Atomic Bomb: Who Is William Onyeabor? - gig review
Barbican, London
William Onyeabor is one man we know won’t attend the live debut of the extraordinary electronic music he single-handedly composed and recorded in Nigeria, 30 and more years ago.
He remains an impish enigma living in a woodland palace, feeding his legend with his absence. It’s left to guests including Damon Albarn and Kele Okereke to testify to the growing influence of music he abandoned for God long ago.
It takes 15 musicians to bring Onyeabor’s lone recordings to life, authoritatively led on keyboard by Ahmed Gallab, aka Sinkane, who also matches the composer’s high, pacific voice. So does Hot Chip’s Alexis Taylor, with his almost ethereal delivery of the kindly spiritual ethic, which helps make Onyeabor’s restless polyrhythmic funk so alien yet wonderful.
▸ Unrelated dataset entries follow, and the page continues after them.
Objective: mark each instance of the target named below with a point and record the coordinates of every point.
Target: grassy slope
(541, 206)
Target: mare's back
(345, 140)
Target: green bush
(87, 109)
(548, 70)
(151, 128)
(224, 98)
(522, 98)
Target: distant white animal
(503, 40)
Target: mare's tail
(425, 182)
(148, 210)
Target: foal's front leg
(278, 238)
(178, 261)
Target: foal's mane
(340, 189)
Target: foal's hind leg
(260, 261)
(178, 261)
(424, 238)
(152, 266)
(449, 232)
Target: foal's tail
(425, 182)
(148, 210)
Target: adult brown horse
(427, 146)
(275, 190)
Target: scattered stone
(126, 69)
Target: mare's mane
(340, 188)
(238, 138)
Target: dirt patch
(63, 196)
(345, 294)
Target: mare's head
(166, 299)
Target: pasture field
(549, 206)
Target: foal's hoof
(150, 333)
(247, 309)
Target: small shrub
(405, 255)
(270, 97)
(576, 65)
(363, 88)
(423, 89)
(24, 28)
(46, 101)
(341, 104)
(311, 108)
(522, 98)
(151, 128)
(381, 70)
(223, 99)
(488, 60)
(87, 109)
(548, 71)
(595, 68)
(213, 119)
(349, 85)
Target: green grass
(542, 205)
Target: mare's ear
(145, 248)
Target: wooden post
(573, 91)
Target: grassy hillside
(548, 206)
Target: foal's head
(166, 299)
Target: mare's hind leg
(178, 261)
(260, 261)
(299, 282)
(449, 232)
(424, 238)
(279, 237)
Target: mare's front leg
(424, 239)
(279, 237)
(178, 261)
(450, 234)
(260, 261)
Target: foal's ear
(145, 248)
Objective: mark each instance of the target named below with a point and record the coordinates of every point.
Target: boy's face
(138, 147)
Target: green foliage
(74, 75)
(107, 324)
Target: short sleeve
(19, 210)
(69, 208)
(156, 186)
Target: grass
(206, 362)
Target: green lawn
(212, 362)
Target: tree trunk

Everyone puts on a real show for their absent ringmaster. Ghostpoet, lanky and stetsoned, adds drawled rap, while Albarn is in pumped-up pop mode for “Fantastic Spirit”. Its thick yet limber layers suggest this music is some sort of culturally universal dance equation. Co-keyboardist Money Mark’s Cossack dancing as the fully stoked crowd whoop for more adds to Onyeabor’s long-distance triumph.